Ain’t no free speech allowed in Dubya’s America

In George W. Bush’s America, protest and free speech are illegal acts. Just ask those arrested Wednesday for staging a peaceful protest against the Iraq war near the President’s ranch in Crawford, Texas.

Camping on the same land that antiwar mom Cindy Sheehan used to stage her highly-publicized protest in August, the activists quickly ran afoul of a new county law, hastily passed at the White House’s urging, prohibiting public gatherings.

That’s right. The public no longer has a right to protest the President’s policies on public land near the President’s home in Crawford.

“The ordinance was very plainly meant to prevent people from protesting in front of Bush’s ranch,” Dave Jensen, a 54-year-old former Marine told reporters. “We feel that’s a First Amendment issue. It’s intentionally designed to curtail freedom of speech and freedom of assembly.”

But the First Amendment doesn’t mean much to cops in Texas or the Bush administration as a dozen protestors, including Daniel Ellsberg of Pentagon papers fame along with the sister of Cindy Sheehan.

Such arrests, says Illinois Sen. Barack Obama, is just another example of how the Bush administration seeks to stifle debate on the Iraq war.

“What kind of debate are we willing to have?

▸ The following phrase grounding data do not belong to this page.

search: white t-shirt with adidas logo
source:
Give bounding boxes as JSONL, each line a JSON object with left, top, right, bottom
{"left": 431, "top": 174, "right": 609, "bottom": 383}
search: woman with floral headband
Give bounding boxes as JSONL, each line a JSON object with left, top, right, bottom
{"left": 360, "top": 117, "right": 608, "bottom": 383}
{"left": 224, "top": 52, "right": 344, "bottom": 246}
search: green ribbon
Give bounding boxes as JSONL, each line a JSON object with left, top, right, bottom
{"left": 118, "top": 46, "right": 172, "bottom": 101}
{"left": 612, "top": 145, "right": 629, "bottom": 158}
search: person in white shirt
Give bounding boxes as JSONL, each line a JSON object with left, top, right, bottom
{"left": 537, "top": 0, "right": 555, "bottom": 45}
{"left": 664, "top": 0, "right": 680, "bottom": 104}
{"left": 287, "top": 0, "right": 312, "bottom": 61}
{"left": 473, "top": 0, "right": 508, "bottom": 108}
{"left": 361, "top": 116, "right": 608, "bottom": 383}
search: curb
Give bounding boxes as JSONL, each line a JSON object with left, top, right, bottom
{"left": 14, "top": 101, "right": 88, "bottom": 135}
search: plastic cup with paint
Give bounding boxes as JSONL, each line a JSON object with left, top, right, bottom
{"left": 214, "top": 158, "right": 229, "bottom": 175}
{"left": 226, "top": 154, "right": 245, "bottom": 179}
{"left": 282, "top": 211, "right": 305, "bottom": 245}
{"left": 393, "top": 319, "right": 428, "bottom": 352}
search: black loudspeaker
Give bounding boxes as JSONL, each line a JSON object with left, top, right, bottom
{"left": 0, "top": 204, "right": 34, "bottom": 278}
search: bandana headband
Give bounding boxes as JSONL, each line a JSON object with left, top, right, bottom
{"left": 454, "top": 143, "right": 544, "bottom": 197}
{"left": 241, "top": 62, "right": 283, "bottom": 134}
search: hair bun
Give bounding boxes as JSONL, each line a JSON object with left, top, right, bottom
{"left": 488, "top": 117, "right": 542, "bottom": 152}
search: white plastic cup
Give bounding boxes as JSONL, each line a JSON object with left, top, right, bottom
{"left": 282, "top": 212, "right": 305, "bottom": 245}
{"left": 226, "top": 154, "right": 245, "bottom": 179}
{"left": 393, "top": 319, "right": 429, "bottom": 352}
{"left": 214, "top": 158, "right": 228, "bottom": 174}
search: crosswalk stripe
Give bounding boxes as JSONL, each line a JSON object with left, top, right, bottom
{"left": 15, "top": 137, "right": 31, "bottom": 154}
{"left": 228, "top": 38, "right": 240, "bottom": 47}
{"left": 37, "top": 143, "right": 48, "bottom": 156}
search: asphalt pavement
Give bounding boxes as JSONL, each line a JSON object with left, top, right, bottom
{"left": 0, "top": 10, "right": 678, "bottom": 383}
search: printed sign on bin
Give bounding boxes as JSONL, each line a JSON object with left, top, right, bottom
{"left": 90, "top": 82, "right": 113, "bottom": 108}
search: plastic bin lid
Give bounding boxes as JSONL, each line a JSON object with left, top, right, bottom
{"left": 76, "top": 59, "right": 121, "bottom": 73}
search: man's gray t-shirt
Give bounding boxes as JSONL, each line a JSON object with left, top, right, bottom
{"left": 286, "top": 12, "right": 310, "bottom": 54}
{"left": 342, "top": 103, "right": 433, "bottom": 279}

The White House showed exactly what kind of debate it wants on future of Iraq – none,” Obama says. “We watched the shameful attempt to paint John Murtha – a Marine Corp recipient of two-purple hearts and a Bronze Star – into a coward of questionable patriotism. We saw the Administration tell people of both parties – people who asked legitimate questions about the intelligence that led us to war and the Administration’s plan for Iraq – that they should keep quiet, end the complaining, and stop rewriting history.”

History shows us that government attempts to silence its citizens leads to tyranny. America, however, has a long and proud history of rising up against tyranny – something the White House should remember as it continues to try and stifle lawful protests guaranteed by the Constitution.

Protesting in public is “a traditional way for Americans to support their political views,” says Julya Hampton, legal program director of the American Civil Liberties Union. “When governments try to establish legal obstacles to such protests they clearly violate the First Amendment,” she adds.

So the protestors who gathered at Crawford this Thanksgiving did so lawfully, exercising their rights as Americans to express their views on their government.

“We are proud to be here,” Dede Miller, Sheehan’s sister, said. “This is just so important. What we did in August really moved us forward, and this is just a continuation of it.”

A few hours later, police arrested Miller along with 11 others.

Ray Meadows, the McLennan County commissioner who sponsored the ordinance to restrict free speech, admits he did so at the White House’s urging.

“Of course I did,” he bragged to a county resident when asked at a public hearing on the ordinance. Meadows later claimed the White House didn’t have anything to do with ordinance, claiming he proposed it to protect “property owners.” Of course, Bush is also a property owner.

But Ellsberg, whose leak of the infamous “Pentagon Papers” to the New York Times is credited with helping turn public opinion against the Vietnam war, says the White House cannot control the will of the American people.

 “Those of us who finally saw through the Vietnam War saw through this war, and all the actions that were necessary to end the Vietnam War will be necessary here,” Ellsberg said in Crawford on Wednesday. “I think the American people will get us out of this (war).”